La liberté religieuse est-elle menacée, non seulement dans le domaine des lois, mais aussi dans les attitudes d'intolérance envers les dissidents, dans la sphère éthique et religieuse, avec tout ce que cela implique ?
- Au cours des cinquante dernières années, le radicalisme religieux a augmenté, parallèlement à la nouvelle signification politique des religions. D'une part, certaines religions (heureusement pas toutes) sont devenues plus intolérantes, non seulement envers les adeptes d'autres religions, mais aussi en leur sein.
D'autre part, les États ont accru leur contrôle sur les religions, craignant que les conflits entre elles ne compromettent la stabilité politique et la paix sociale d'un pays. Ensemble, ces deux éléments ont réduit l'espace de la liberté religieuse. Il ne faut cependant pas exagérer : il y a cent ans, en Espagne comme en Italie, la liberté religieuse était bien moins grande qu'aujourd'hui.
Il semble que des formulations antagonistes des droits de l'homme émergent. Avez-vous vu la possibilité de créer des espaces de compréhension commune ?
- Des notions telles que la dignité humaine et les droits de l'homme doivent être traitées avec précaution. Tout d'abord, il faut accepter qu'il s'agit de constructions historiques : il y a plusieurs siècles, l'esclavage était généralement accepté, aujourd'hui ce n'est (heureusement) plus le cas. La dialectique et même l'antagonisme des droits de l'homme font partie de ce processus de construction historique. Si l'on accepte ce point de départ, on se rend compte que les droits de l'homme doivent également être contextualisés dans une certaine mesure.

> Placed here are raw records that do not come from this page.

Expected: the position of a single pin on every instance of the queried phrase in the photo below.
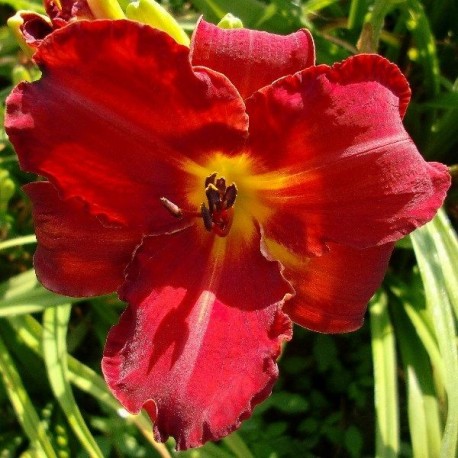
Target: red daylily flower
(210, 202)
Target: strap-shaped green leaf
(436, 248)
(385, 382)
(55, 322)
(30, 332)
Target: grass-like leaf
(23, 406)
(423, 404)
(385, 383)
(24, 294)
(436, 249)
(31, 333)
(55, 322)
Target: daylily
(212, 186)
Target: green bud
(151, 13)
(230, 22)
(19, 74)
(106, 9)
(15, 22)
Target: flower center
(218, 215)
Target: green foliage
(324, 402)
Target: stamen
(207, 217)
(230, 195)
(217, 218)
(173, 209)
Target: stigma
(217, 215)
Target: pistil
(218, 216)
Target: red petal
(354, 175)
(116, 112)
(197, 345)
(249, 58)
(332, 291)
(76, 255)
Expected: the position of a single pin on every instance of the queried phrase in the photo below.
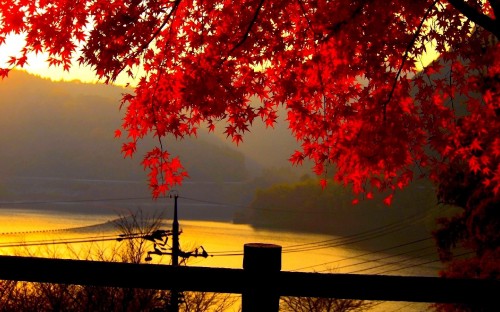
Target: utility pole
(159, 244)
(174, 295)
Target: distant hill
(57, 143)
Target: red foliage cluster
(345, 71)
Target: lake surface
(69, 235)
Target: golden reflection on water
(90, 237)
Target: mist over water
(46, 233)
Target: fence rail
(255, 280)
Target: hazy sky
(37, 64)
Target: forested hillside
(57, 144)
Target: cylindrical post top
(262, 257)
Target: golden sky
(37, 64)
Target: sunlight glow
(37, 64)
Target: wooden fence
(261, 281)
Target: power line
(369, 253)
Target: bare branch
(249, 28)
(405, 56)
(486, 22)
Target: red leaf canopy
(344, 71)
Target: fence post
(261, 263)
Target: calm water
(74, 235)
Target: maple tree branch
(495, 4)
(249, 28)
(148, 42)
(405, 56)
(335, 28)
(486, 22)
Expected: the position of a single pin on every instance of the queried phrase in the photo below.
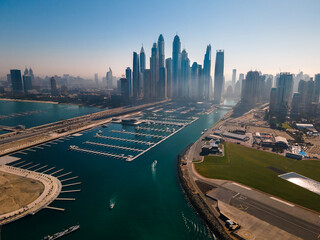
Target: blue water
(149, 203)
(38, 113)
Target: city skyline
(56, 46)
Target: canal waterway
(149, 203)
(30, 114)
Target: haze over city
(160, 119)
(82, 38)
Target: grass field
(250, 167)
(17, 191)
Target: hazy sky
(82, 37)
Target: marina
(94, 168)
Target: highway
(74, 123)
(305, 225)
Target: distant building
(295, 106)
(169, 77)
(9, 79)
(207, 74)
(252, 88)
(273, 101)
(96, 79)
(16, 81)
(27, 83)
(163, 83)
(176, 66)
(129, 77)
(183, 91)
(135, 76)
(54, 89)
(109, 79)
(154, 68)
(64, 90)
(124, 86)
(284, 93)
(234, 75)
(147, 85)
(317, 88)
(219, 76)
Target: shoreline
(25, 100)
(201, 208)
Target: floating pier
(64, 174)
(66, 199)
(33, 166)
(67, 179)
(166, 123)
(56, 172)
(71, 184)
(77, 190)
(153, 129)
(139, 134)
(114, 146)
(48, 169)
(76, 148)
(24, 165)
(55, 208)
(124, 139)
(40, 168)
(17, 163)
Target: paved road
(266, 212)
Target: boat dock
(124, 139)
(114, 146)
(122, 156)
(139, 134)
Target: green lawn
(250, 167)
(286, 126)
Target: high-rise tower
(142, 60)
(154, 68)
(161, 51)
(129, 77)
(218, 76)
(176, 66)
(16, 81)
(135, 76)
(207, 74)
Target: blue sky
(84, 37)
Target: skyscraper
(147, 86)
(169, 77)
(154, 68)
(234, 75)
(129, 77)
(96, 79)
(218, 76)
(194, 81)
(163, 83)
(317, 88)
(176, 66)
(207, 74)
(16, 81)
(109, 78)
(124, 89)
(135, 76)
(185, 75)
(251, 89)
(284, 92)
(142, 60)
(295, 106)
(161, 51)
(27, 83)
(162, 70)
(54, 90)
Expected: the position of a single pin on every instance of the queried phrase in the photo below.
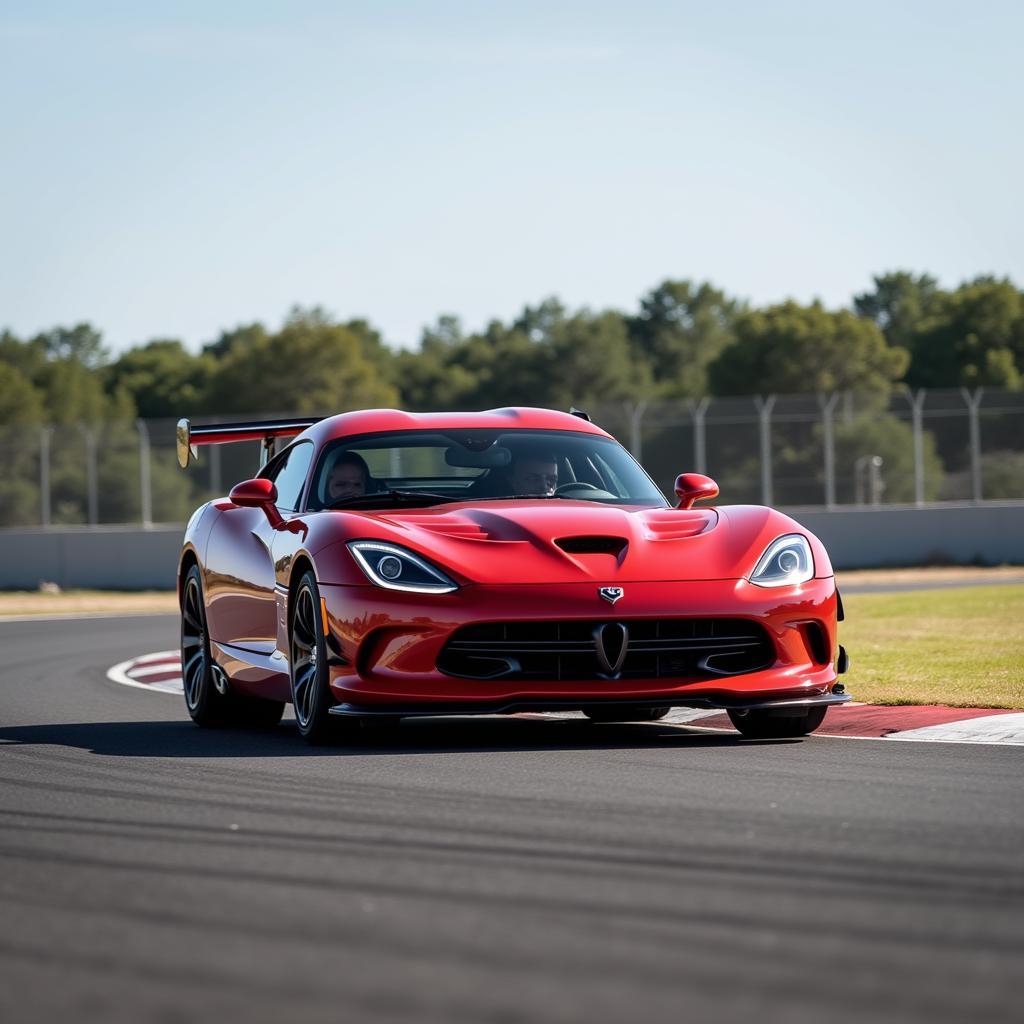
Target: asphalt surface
(483, 869)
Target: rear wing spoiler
(266, 431)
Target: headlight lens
(785, 562)
(395, 568)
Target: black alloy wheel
(627, 713)
(209, 707)
(307, 666)
(205, 705)
(760, 724)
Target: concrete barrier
(132, 558)
(100, 557)
(960, 535)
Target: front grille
(656, 648)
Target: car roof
(372, 421)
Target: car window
(290, 474)
(479, 465)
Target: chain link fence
(792, 451)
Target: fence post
(916, 401)
(90, 470)
(973, 409)
(635, 413)
(697, 410)
(765, 406)
(827, 406)
(44, 474)
(145, 488)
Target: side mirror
(257, 494)
(692, 487)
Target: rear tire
(207, 706)
(760, 724)
(627, 713)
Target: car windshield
(421, 468)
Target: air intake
(592, 545)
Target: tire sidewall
(318, 724)
(204, 710)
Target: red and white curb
(161, 672)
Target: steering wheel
(576, 485)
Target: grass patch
(961, 647)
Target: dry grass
(936, 574)
(963, 647)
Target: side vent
(592, 545)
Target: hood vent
(592, 545)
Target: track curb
(161, 672)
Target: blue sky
(171, 170)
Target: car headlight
(394, 567)
(785, 562)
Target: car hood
(530, 542)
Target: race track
(506, 869)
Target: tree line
(684, 340)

Le niveau de respect des droits de l'homme atteint dans une partie du monde ne peut pas être simplement imposé à d'autres parties du monde où le processus historique de construction des droits de l'homme a connu des rythmes et des modalités différents. Il est plus sage de faire mûrir ce respect au sein de chaque tradition culturelle et religieuse, en encourageant le développement de tout le potentiel qu'elle contient.
Vous parlez de contribuer à la création d'une culture du respect de la diversité. Pouvez-vous nous en dire plus ? À quels organismes publics et organisations de la société civile vous adresseriez-vous principalement ?
- La culture du respect de la diversité doit commencer par les religions. Elle se construit par le dialogue entre les religions et la construction d'espaces où leurs adeptes peuvent vivre ensemble sans avoir peur de leur diversité. Sur ce point, toutes les religions sont à la traîne car elles peinent à comprendre que l'affirmation de la vérité - celle que chaque religion a le droit d'affirmer - n'implique pas la suppression de la liberté - la liberté d'affirmer des vérités différentes.
Les États doivent garantir cet espace de liberté dans lequel des vérités différentes peuvent être proposées à tous et des expériences de vie fondées sur ces vérités différentes peuvent être construites. Lorsque cela se produit, la société civile (dont font partie les communautés religieuses) devient le lieu où chacun peut exprimer son identité tout en respectant celle des autres.